THOMPSON, Francis (c.1655-93), of Humbleton, Yorks.

Published in The History of Parliament: the House of Commons 1660-1690, ed. B.D. Henning, 1983
Available from Boydell and Brewer

Constituency

Dates

Mar. 1679
Oct. 1679
1690 - 27 Oct. 1693

Family and Education

b. c.1655, 1st s. of William Thompson. educ. Brentwood g.s. Essex; St. John’s, Camb. adm. 16 June 1671, aged 15. m. lic. 26 Nov. 1669, Arabella, da. and h. of Sir Edmund Alleyn, 2nd Bt., of Hatfield Peverel, Essex, 1s. suc. fa. 1692.1

Offices Held

Commr. for assessment, Yorks. (E. Riding) 1677-80, N. Riding and Essex 1679-80, (N. and E. Ridings) 1689-90; j.p. (E. Riding) by 1690-d.2

Biography

Thompson made a good start in life thanks to the enterprise of his father and grandfather, who kidnapped an orphan heiress for him worth at least £1,200, while he was still attending the local grammar school.
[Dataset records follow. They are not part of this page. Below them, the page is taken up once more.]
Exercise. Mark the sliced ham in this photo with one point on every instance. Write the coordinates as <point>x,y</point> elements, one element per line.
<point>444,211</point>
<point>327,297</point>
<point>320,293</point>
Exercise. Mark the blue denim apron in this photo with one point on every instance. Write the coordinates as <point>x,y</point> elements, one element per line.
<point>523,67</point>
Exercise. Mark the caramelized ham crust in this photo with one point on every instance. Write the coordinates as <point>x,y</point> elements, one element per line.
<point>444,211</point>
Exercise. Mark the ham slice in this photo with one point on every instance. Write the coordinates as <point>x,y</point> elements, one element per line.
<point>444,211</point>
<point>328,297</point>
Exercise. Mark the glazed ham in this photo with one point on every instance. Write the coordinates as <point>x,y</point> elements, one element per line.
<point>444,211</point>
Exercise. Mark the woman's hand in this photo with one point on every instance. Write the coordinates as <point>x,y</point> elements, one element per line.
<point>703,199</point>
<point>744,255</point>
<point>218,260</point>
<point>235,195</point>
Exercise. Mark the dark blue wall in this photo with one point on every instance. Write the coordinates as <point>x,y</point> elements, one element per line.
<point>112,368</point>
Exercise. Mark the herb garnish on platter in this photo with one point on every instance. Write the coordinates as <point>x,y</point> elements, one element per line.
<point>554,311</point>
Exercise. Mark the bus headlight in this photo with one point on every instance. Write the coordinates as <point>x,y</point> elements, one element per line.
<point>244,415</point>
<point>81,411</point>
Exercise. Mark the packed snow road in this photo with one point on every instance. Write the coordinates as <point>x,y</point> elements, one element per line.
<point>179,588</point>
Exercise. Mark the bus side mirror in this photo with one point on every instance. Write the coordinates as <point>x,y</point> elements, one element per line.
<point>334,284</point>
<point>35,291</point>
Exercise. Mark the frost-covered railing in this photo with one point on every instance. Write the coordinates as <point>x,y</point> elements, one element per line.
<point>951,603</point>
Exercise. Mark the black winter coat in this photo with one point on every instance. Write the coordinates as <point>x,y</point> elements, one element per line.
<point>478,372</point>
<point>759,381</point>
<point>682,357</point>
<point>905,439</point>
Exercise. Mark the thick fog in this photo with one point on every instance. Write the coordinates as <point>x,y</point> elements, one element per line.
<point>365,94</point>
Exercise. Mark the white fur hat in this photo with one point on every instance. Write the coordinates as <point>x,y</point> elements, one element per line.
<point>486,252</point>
Her uncle, (Sir) William Jones, who had designed her for the scapegrace William Montagu, drafted a bill to invalidate the marriage; but (Sir) John Bramston, one of the Essex Members, told Montagu’s father that the county thought the child would do at least as well in the hands of the Thompsons, who were her distant cousins, and the measure was dropped.3

Thompson sat for the family borough, together with his father, in the Exclusion Parliaments, and was classed as ‘honest’ by Shaftesbury. It is probable that most of the committee work assigned to ‘Mr Thompson’ in these Parliaments was intended for him. If so, he was moderately active, with up to nine committees in 1679, including those to consider the extension of habeas corpus, to inquire into the state of the navy, to examine the disbandment accounts, and to reform the bankruptcy law, which had borne so hardly on his cousin Richard (see Andrew Marvell). He voted for exclusion. In the second Exclusion Parliament he may have been appointed to the committee for the bill to regulate elections and to three others of secondary importance. At Oxford, however, ‘Mr Thompson’ was appointed to the committee of elections and privileges and to those to recommend a better place for the Commons to sit and to prepare Fitzharris’s impeachment. He was defeated at the general election of 1685, and, being regarded like his father as ‘a dangerous person’ by the Stuart government, he was ordered into custody during Monmouth’s invasion. He regained his seat in the Convention, in which he was probably again moderately active, though he is seldom distinguished from his father and his cousin Edward Thompson. He may have served on 28 committees, including those for restoring corporations in both sessions. ‘Mr Thompson’ was also added on 1 July 1689 to the committee to consider the Lords’ proviso on the succession, and after the recess to that for the second mutiny bill. Though doubtless a Whig, he did not support the disabling clause; but after its defeat, he may have been appointed to the committee for the general oath of allegiance, as well as to that to consider ways of reducing unemployment (25 Jan. 1690). He was re-elected, but died on 27 Oct. 1693 and was buried at Humbleton. His son William sat for Scarborough as a Whig from 1701 to 1722 and again from 1730 to his death.4

Ref Volumes: 1660-1690

Authors: P. A. Bolton / Paula Watson

Notes

  • 1. Clay, Dugdale’s Vis. Yorks. iii. 43.
  • 2. Add. 29674, f. 161v.
  • 3. PC2/59/81; Bramstom Autobiog. (Cam. Soc. xxxii), 154-5.
  • 4. CSP Dom. July-Sept. 1683, p. 143; 1685, p. 228.